Around him, the whispers started. People glancing his way, leaning toward each other, murmuring. Who is that? Did he get an invitation? Is that briefcase allowed?

Kai ignored them.

Then the security chief arrived.

Anton Kreiger—six-foot-four, ex-military, neck like a tree trunk. He wore an earpiece and a scowl, moving through the crowd like he owned it. His eyes locked onto Kai and he changed direction, heading straight for him.

Kai didn't look up from his wine.

Anton stopped at the table, loomed over him. "Invitation."

Kai swirled the wine in his glass. "I don't have one."

Anton's jaw tightened. "Then you need to leave. Now."

Kai took another sip. "I'm comfortable here."

"‘Sir,” Anton said, his voice low and dangerous. "This is a private event. If you don't have an invitation, you're trespassing. I'm going to ask you one more time—"

"I'm not leaving."

Anton's hand shot out, reaching for the briefcase. "Then I'll need to inspect—"

Kai moved.

His hand snapped up, fingers closing around Anton's wrist like a vice. The security chief tried to pull back, but Kai's grip didn't waver.

Then Kai squeezed.

Anton's eyes went wide. He gasped, tried to jerk his arm free. Kai's expression didn't change. He just kept squeezing, steady pressure, precise and unrelenting.

The sound of bones cracking was audible even over the music.

Anton screamed.

Kai released him. Anton staggered back, cradling his wrist then bent at an unnatural angle, fingers already swelling purple. He collapsed to one knee, face twisted in agony.

The room went silent.

Every conversation stopped, every head turned.

Kai set his wine glass down, leaned back in his chair, and folded his hands in his lap.

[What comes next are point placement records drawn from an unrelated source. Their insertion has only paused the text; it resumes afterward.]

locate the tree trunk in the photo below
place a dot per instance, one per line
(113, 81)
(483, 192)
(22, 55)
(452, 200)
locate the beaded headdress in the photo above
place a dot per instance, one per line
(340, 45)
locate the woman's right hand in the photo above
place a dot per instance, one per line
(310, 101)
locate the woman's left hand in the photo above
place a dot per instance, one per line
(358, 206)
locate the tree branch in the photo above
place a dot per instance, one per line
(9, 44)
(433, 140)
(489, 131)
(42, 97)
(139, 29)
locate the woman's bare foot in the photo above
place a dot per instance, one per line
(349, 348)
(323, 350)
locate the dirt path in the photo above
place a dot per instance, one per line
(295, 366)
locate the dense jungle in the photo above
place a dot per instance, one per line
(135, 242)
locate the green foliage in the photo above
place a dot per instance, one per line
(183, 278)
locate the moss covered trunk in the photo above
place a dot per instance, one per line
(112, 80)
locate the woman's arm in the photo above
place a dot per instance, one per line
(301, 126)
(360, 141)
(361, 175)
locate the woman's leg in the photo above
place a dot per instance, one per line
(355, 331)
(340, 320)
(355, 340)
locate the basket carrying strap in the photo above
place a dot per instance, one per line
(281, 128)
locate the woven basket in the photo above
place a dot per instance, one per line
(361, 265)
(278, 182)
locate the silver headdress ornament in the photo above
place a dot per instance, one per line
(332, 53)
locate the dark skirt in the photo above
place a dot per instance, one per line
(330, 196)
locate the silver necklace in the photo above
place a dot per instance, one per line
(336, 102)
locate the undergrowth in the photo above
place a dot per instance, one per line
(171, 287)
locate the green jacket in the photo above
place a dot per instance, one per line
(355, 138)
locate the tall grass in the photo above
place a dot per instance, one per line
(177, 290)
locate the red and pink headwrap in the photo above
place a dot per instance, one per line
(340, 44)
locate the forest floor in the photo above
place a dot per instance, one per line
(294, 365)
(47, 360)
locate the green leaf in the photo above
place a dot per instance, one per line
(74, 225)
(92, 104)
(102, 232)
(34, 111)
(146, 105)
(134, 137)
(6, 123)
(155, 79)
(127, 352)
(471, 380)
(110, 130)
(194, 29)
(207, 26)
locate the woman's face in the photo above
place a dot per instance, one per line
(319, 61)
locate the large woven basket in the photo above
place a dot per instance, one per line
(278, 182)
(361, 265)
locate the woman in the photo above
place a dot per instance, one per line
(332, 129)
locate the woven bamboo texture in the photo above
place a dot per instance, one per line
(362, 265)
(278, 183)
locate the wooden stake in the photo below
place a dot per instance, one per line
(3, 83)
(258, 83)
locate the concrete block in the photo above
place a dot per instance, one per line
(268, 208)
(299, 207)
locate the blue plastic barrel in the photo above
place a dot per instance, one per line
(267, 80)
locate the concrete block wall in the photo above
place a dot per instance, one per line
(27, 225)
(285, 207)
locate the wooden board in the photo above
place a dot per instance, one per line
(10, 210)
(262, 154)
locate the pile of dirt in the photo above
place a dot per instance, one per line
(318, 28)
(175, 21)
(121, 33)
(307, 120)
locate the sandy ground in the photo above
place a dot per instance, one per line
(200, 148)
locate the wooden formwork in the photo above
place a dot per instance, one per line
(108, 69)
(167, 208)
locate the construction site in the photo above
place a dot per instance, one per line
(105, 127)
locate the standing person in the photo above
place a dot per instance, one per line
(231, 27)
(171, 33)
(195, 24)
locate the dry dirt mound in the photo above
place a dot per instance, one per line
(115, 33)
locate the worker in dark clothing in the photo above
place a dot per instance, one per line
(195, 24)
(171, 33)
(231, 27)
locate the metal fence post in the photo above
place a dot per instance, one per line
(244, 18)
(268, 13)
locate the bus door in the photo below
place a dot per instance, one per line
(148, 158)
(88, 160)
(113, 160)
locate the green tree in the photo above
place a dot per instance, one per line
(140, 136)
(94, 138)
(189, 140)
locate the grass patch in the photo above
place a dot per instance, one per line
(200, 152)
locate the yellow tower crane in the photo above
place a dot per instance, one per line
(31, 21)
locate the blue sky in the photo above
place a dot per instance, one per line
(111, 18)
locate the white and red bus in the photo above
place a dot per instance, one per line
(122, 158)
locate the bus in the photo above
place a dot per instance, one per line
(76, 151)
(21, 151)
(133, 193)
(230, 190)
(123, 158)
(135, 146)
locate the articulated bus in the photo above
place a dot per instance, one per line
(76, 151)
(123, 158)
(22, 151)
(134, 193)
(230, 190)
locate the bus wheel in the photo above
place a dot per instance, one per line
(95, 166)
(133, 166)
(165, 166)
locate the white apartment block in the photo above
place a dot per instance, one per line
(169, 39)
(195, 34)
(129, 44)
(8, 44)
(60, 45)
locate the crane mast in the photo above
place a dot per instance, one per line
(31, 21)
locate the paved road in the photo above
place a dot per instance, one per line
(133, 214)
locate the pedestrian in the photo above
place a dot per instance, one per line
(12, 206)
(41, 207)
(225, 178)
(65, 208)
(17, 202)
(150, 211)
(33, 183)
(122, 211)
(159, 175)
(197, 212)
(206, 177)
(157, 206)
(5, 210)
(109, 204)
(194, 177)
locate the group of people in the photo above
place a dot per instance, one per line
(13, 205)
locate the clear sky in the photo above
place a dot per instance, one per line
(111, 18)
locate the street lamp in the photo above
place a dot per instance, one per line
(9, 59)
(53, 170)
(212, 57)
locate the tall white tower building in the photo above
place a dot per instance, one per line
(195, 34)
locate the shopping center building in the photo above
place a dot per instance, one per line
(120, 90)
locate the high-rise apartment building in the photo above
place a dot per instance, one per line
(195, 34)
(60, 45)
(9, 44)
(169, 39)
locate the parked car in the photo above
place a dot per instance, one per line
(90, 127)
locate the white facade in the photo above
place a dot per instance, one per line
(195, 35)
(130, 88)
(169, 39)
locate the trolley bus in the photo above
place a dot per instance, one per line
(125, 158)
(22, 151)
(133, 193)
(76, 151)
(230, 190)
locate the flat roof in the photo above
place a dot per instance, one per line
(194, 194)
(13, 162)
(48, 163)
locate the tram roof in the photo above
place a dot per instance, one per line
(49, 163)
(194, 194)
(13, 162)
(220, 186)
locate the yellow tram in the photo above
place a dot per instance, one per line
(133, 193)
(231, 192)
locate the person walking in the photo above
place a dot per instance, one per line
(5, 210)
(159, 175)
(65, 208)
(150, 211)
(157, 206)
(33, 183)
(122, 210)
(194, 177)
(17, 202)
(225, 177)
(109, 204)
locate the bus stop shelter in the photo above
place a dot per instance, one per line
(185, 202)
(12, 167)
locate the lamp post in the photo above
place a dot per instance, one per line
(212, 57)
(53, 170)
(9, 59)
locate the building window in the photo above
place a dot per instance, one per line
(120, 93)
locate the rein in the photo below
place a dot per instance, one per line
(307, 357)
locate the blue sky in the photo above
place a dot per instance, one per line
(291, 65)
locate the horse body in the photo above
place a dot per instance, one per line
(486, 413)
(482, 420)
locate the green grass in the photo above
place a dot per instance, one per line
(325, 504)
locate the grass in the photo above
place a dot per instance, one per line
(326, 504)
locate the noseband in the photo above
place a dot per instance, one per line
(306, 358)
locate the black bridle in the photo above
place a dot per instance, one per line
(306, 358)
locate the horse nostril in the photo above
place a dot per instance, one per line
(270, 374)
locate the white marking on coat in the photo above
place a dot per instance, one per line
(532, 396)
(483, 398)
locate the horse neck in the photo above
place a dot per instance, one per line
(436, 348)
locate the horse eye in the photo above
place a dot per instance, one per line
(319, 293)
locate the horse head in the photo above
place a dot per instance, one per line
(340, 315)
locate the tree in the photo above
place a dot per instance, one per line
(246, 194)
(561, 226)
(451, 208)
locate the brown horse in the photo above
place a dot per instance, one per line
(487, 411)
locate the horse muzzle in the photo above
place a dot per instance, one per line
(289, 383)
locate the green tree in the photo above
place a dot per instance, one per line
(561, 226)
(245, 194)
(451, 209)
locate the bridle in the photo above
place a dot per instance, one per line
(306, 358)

"You shouldn't have touched my briefcase," he said quietly.

Chaos erupted.

Someone screamed. Guests scrambled back, knocking over chairs. The other security guards came running, hands reaching for weapons, radios crackling with urgent voices.

Anton looked up at Kai, gasping through clenched teeth. "You—you're dead—you're—"

Kai picked up his wine glass again, took a slow sip.

Six guards surrounded him now, hands on their batons.

Kai smiled slightly.

Then he took another sip of wine and waited.